Вы когда-нибудь видели пятьдесят тысяч стодолларовых бумажек?
«Дорогой мой, — как сказала бы Мисси, — конечно, вы не видели!»
Пять миллионов сотнями занимают двадцать пять футов в высоту. Пачки были пухлыми, как досье Дж. Эдгара Гувера на мафию, или как досье мафии на Дж. Эдгара Гувера, или как все эти досье вместе взятые. Они были толстыми и объемистыми, внушительными и непререкаемыми, падежными и несомненными. Это впечатляет.
Насмотревшись вдоволь, я закрыл чемоданы и оставил их стоять, где стояли, между мною и видом из окна, задрав ногу на более высокий из них. Кевин спросил, не хочу ли я еще арманьяка. Я хотел. Он предложил мне осмотреть этикетку новой бутылки. Я отмахнулся, сказав, что ничего в этом не понимаю. Он открыл бутылку и налил немного в чистую рюмку — маленькую, на ножке, как и полагалось, но его словам. Прежде чем подать ее мне, он проверил букет.

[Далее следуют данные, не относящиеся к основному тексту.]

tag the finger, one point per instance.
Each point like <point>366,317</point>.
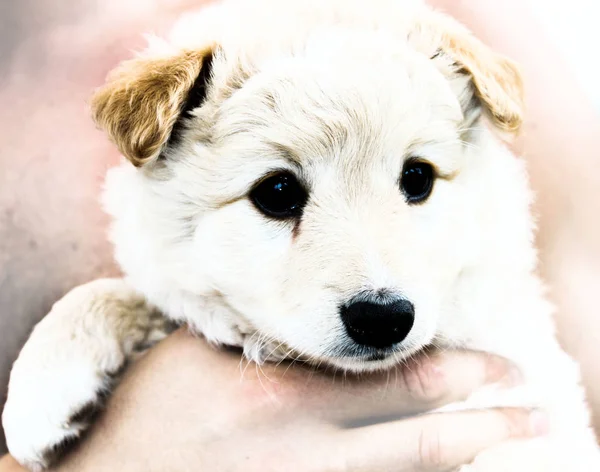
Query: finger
<point>436,442</point>
<point>430,381</point>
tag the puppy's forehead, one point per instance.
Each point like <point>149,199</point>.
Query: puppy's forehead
<point>343,94</point>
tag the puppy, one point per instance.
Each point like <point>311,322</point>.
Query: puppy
<point>317,180</point>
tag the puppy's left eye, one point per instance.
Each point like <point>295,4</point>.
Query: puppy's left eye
<point>417,180</point>
<point>279,196</point>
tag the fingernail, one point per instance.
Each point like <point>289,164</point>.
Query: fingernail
<point>539,423</point>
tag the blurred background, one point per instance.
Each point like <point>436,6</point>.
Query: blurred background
<point>52,160</point>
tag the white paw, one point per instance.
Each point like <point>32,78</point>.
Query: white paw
<point>68,366</point>
<point>50,404</point>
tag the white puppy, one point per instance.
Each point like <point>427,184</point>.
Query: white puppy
<point>312,179</point>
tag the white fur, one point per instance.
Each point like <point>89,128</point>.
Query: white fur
<point>465,258</point>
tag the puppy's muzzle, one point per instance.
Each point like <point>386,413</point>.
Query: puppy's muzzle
<point>378,324</point>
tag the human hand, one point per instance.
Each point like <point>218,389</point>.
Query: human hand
<point>188,407</point>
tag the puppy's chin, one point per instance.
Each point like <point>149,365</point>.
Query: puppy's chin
<point>370,362</point>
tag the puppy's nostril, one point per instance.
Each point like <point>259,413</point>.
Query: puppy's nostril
<point>378,324</point>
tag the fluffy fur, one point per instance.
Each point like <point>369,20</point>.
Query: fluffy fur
<point>341,95</point>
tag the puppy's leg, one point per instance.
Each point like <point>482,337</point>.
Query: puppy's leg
<point>69,363</point>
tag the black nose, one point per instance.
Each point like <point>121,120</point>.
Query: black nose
<point>378,324</point>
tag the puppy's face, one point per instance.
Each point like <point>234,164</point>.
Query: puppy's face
<point>321,195</point>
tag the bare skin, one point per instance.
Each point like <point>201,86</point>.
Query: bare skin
<point>260,419</point>
<point>54,157</point>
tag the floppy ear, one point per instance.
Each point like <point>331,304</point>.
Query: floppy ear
<point>144,98</point>
<point>495,81</point>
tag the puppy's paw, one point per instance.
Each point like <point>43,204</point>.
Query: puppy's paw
<point>49,406</point>
<point>69,364</point>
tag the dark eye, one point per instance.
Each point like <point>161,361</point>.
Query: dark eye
<point>279,196</point>
<point>417,181</point>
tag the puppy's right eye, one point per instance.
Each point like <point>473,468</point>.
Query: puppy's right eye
<point>279,196</point>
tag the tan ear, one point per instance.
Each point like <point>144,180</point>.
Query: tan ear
<point>496,79</point>
<point>143,99</point>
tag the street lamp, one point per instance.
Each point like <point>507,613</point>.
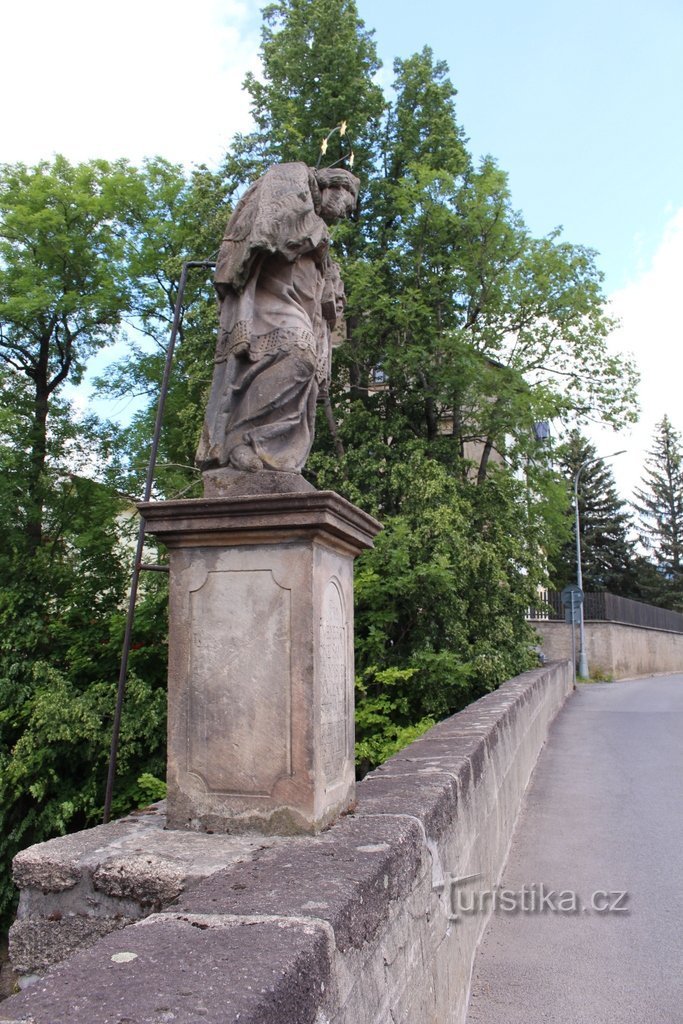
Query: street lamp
<point>583,659</point>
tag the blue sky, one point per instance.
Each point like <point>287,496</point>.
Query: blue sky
<point>580,102</point>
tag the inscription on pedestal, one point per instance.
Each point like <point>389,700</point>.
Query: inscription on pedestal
<point>240,683</point>
<point>334,701</point>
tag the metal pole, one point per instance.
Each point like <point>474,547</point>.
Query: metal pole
<point>583,658</point>
<point>116,729</point>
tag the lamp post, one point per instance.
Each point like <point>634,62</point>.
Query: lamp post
<point>583,659</point>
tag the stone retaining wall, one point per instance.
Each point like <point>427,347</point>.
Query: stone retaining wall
<point>353,926</point>
<point>615,649</point>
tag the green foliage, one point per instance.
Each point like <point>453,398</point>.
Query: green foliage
<point>318,65</point>
<point>607,558</point>
<point>463,332</point>
<point>659,508</point>
<point>440,600</point>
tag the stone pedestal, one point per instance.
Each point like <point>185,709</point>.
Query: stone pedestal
<point>260,658</point>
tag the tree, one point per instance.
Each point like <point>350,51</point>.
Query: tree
<point>71,240</point>
<point>607,561</point>
<point>659,508</point>
<point>62,292</point>
<point>174,217</point>
<point>318,67</point>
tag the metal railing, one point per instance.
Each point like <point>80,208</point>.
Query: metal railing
<point>608,607</point>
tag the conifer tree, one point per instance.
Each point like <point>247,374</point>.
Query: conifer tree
<point>659,508</point>
<point>604,522</point>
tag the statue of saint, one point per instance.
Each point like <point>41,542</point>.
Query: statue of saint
<point>281,296</point>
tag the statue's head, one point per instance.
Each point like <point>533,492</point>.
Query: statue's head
<point>339,193</point>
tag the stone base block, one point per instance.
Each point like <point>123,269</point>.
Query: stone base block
<point>260,658</point>
<point>78,888</point>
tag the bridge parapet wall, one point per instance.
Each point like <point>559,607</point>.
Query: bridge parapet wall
<point>353,926</point>
<point>617,650</point>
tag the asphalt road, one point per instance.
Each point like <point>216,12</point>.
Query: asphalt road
<point>603,814</point>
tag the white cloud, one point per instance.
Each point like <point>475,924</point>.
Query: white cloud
<point>649,309</point>
<point>134,79</point>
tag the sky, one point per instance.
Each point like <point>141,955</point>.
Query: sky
<point>579,101</point>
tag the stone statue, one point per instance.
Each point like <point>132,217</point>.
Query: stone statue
<point>281,296</point>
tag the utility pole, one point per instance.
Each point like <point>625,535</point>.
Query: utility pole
<point>583,659</point>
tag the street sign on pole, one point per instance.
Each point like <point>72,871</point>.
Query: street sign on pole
<point>572,599</point>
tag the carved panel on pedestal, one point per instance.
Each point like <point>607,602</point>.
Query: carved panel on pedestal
<point>240,699</point>
<point>334,682</point>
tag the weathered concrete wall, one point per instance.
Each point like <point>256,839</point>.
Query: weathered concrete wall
<point>614,648</point>
<point>354,926</point>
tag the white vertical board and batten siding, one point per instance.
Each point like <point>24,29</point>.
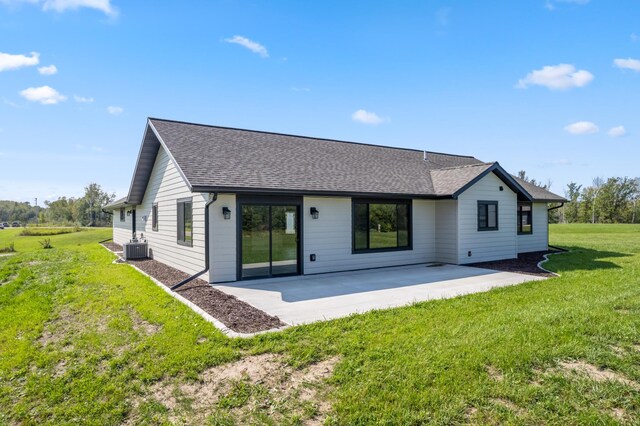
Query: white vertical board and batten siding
<point>487,245</point>
<point>538,240</point>
<point>330,238</point>
<point>222,239</point>
<point>122,230</point>
<point>446,231</point>
<point>166,186</point>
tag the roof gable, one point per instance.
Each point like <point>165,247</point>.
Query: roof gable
<point>220,159</point>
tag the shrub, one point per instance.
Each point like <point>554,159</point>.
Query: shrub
<point>8,249</point>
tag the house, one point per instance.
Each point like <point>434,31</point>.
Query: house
<point>240,204</point>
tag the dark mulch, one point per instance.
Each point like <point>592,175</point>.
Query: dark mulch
<point>526,263</point>
<point>113,246</point>
<point>232,312</point>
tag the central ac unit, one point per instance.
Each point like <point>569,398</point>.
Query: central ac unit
<point>134,250</point>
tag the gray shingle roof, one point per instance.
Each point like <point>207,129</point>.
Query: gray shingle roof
<point>224,159</point>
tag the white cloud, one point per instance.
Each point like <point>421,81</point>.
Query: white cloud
<point>617,131</point>
<point>45,95</point>
<point>629,64</point>
<point>82,99</point>
<point>64,5</point>
<point>556,77</point>
<point>115,110</point>
<point>366,117</point>
<point>582,128</point>
<point>50,70</point>
<point>253,46</point>
<point>12,62</point>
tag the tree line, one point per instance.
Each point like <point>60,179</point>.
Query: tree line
<point>614,200</point>
<point>82,211</point>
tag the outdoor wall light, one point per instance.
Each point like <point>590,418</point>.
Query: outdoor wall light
<point>226,213</point>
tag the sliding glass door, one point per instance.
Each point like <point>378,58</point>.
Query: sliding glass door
<point>270,240</point>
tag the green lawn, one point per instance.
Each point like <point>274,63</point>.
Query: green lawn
<point>83,340</point>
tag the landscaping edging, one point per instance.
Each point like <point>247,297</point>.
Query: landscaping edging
<point>200,311</point>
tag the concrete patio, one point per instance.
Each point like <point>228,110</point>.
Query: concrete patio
<point>309,298</point>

Я приветственно поднял маленькую рюмку:
— Выше нос!
Кевин Карнес озадаченно взглянул на меня. Потом сказал:
— Одну минуту, — подошел к бару и достал еще одну рюмку — в пару той, которую я держал в руках, — и налил немного арманьяка себе.
— Выше нос, — повторил он и тихонько тронул краем своей рюмки мою.
Мы пригубили. Вкус был отменный. Мы сидели на кушетке и любовались видом. Мы находились почти в центре города, в десяти минутах ходьбы от станции паромной переправы. Но из этого пентхауза видна была гора Сан-Бруно далеко за южной окраиной города.
Я кивнул на стоявшие перед нами чемоданы.
— Надо было прихватить тачку.
Кевин любезно улыбнулся:
— Что-нибудь придумаете.
Мы еще полюбовались видом. Казалось, можно было пересчитать все окна пассажирских кораблей, растянувшихся в очередь к причалам в двадцати милях по заливу.
Я позволил себе проявить любопытство.
— Кевин, — спросил я его, — вы знали Рени Ноулс?
— Простите? — отозвался Кевин, выходя из задумчивости.
Но я не успел повторить вопрос, как он ответил:
— Нет, — сказал он, — никогда с ней не встречался.